His response, in regards to his Big Game:
I always start diagnosing non working lamps by trying a fresh new bulb with a few turns of the socket and in my case I had to replace probably 10 burnt out bulbs. If the new bulb doesn't work I then reach for my aligator clips.
I clip one end to the questional lamp socket and the other end to a working lamp socket. If the lamp turns on then I know the socket and bulb are good. If it doesn't turn on then I know to replace the lamp socket. So, I had to replace a few lamp sockets as well.
Then I turn to the connector pins on the lamp driver board. I just replace the 0.100" connector pins of the suspect bulbs because it takes a minute or two and it's easy. So, that fixed maybe 2 or 3 broken bulbs. At that point I was left with 4 non working bulbs.
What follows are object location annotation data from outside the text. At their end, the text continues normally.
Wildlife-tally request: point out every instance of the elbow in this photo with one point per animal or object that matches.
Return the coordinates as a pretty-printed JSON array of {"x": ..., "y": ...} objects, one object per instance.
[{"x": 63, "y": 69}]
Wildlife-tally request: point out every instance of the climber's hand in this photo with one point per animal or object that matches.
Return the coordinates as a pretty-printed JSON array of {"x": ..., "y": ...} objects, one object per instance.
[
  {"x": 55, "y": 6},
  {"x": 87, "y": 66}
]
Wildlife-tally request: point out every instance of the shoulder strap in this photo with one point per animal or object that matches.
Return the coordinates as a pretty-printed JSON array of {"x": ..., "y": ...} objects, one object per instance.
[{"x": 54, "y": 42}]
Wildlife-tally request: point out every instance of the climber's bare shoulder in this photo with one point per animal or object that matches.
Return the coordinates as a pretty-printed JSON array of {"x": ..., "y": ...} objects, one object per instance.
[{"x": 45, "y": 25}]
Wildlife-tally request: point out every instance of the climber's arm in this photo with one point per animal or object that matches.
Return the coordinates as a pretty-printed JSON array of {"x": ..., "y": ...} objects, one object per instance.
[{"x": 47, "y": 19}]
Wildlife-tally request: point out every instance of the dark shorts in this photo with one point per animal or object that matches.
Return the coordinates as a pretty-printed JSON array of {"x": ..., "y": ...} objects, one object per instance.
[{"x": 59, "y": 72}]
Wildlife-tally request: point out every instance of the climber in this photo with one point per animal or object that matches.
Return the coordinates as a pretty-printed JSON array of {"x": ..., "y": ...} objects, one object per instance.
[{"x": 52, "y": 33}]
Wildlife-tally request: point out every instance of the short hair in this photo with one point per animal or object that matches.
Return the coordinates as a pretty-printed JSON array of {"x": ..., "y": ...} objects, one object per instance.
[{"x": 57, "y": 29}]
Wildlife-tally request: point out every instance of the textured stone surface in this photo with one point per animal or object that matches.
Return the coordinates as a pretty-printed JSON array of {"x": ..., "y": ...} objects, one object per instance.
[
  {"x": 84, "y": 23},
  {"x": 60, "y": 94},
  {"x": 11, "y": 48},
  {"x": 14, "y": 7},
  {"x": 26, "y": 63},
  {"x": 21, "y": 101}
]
The only items left in the chain are the transistors, chips, some resistors and possibly broken solder joints on header pins or the header pins themselves. So, I removed the lamp driver board for a closer look.
Solder looked good, no cold joints. Header pins looked OK. Tested the suspect transistors and 2 of the 4 definately tested bad so changed those along with the other 2 suspects because it doesn't take that long to do and they are cheap.
With the board reinstalled 2 of the lamps still didn't work in attract mode. WTF? Do I need to replace a chip now? It doesn't make sense because they're driven by different chips. Hummm.. I was stumped until I put thr game into test and everything started flashing. Lesson learned! Not all lamps flash in attract mode!